Раздражение дона Иниго было настолько очевидно, что Влад позволил себе едва заметную холодную усмешку: точно так же, помнится, вели себя младшие бизнес-партнёры его отца и обойдённые, но по какой-либо причине не смевшие выразить своё недовольство, конкуренты. Чтобы отгадать эту загадку много времени не потребовалось. Фуэнтес действительно чувствовал себя младшим партнёром и обойдённым конкурентом одновременно. А сравнение экономических показателей Кубы и Сен-Доменга этому только способствовало.
- Сеньор Вальдемар. - Наконец дон Иниго решил перейти от пустого, ни к чему не обязывающего застольного трёпа к делу. - Мне говорили, будто вы ещё будучи в Сен-Доменге изволили негативно высказываться относительно нашей налоговой политики. Могу ли я рассчитывать на вашу откровенность за этим столом?
- Разумеется, - кивнул Влад. - Если вас интересует моё личное мнение, то оно таково: чем выше налоги, тем меньше денег попадает в казну.
- Против вашего мнения, сеньор капитан, восстаёт сама математика, - дон Иниго изобразил тонкую усмешку испанского гранда, снизошедшего до дружеской беседы с простым офицером.
- Как говорит сеньор Лейбниц, министр образования и глава нашей Юстиц-коллегии, математика бессильна в применении к людям. Ибо они - не цифры, а существа, наделённые разумом и свободой воли.
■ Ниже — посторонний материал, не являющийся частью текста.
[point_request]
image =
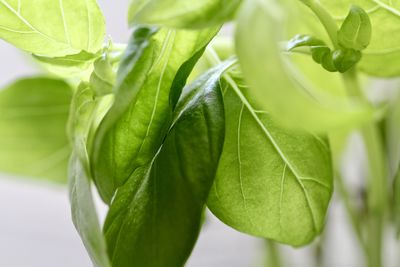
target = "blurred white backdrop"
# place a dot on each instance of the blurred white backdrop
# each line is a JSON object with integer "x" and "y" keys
{"x": 35, "y": 223}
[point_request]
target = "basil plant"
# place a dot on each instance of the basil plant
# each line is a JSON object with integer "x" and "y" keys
{"x": 182, "y": 119}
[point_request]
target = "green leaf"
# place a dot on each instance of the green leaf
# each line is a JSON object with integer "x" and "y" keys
{"x": 155, "y": 217}
{"x": 345, "y": 59}
{"x": 52, "y": 28}
{"x": 84, "y": 214}
{"x": 84, "y": 110}
{"x": 71, "y": 65}
{"x": 150, "y": 79}
{"x": 301, "y": 40}
{"x": 103, "y": 77}
{"x": 392, "y": 133}
{"x": 383, "y": 54}
{"x": 355, "y": 32}
{"x": 33, "y": 120}
{"x": 183, "y": 13}
{"x": 270, "y": 182}
{"x": 277, "y": 85}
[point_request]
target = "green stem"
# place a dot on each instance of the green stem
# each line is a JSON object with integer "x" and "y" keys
{"x": 273, "y": 255}
{"x": 377, "y": 178}
{"x": 326, "y": 19}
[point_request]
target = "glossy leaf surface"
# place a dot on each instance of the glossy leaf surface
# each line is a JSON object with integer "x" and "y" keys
{"x": 33, "y": 135}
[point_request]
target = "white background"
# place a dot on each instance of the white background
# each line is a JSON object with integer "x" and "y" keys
{"x": 35, "y": 223}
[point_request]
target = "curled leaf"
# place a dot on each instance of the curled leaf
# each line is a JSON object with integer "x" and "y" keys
{"x": 355, "y": 32}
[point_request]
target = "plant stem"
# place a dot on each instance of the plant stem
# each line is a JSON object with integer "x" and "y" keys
{"x": 326, "y": 19}
{"x": 377, "y": 177}
{"x": 273, "y": 256}
{"x": 351, "y": 211}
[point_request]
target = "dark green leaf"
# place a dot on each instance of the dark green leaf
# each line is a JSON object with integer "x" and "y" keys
{"x": 355, "y": 32}
{"x": 150, "y": 79}
{"x": 33, "y": 120}
{"x": 155, "y": 217}
{"x": 103, "y": 77}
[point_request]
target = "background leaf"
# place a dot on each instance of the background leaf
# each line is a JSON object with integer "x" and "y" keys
{"x": 33, "y": 120}
{"x": 270, "y": 182}
{"x": 69, "y": 27}
{"x": 183, "y": 13}
{"x": 383, "y": 52}
{"x": 84, "y": 110}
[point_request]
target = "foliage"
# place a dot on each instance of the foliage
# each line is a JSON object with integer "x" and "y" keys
{"x": 178, "y": 121}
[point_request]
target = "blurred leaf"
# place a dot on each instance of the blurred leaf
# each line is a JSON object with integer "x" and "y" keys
{"x": 277, "y": 85}
{"x": 84, "y": 215}
{"x": 270, "y": 182}
{"x": 392, "y": 133}
{"x": 304, "y": 40}
{"x": 149, "y": 82}
{"x": 183, "y": 13}
{"x": 103, "y": 77}
{"x": 52, "y": 28}
{"x": 355, "y": 32}
{"x": 72, "y": 65}
{"x": 33, "y": 119}
{"x": 345, "y": 59}
{"x": 155, "y": 217}
{"x": 382, "y": 54}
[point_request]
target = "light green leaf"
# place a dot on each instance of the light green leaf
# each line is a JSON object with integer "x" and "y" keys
{"x": 355, "y": 32}
{"x": 155, "y": 218}
{"x": 84, "y": 214}
{"x": 103, "y": 77}
{"x": 383, "y": 52}
{"x": 71, "y": 65}
{"x": 270, "y": 182}
{"x": 150, "y": 79}
{"x": 391, "y": 130}
{"x": 52, "y": 28}
{"x": 277, "y": 85}
{"x": 33, "y": 120}
{"x": 183, "y": 13}
{"x": 84, "y": 109}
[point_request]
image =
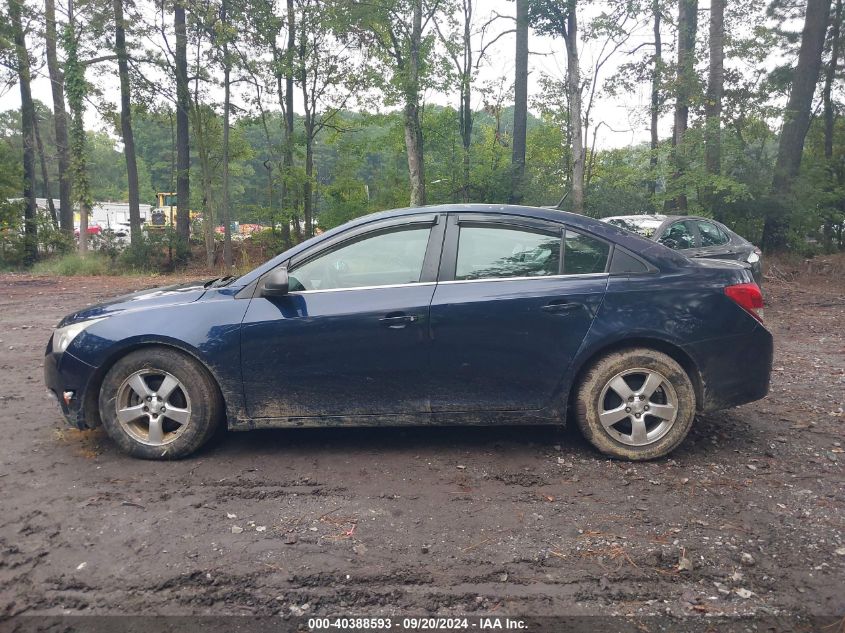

- Ваш учёный прав, - без особого удовольствия признал Хуанито. Простой человек, он не стал заморачиваться со всеми столовыми приборами. Оставил себе один серебряный ножик и одну двузубую вилку, и орудовал ими, уплетая обед. - У вас, я слышал, самые низкие налоги, и то ловят всяких жуликов, не желающих их платить.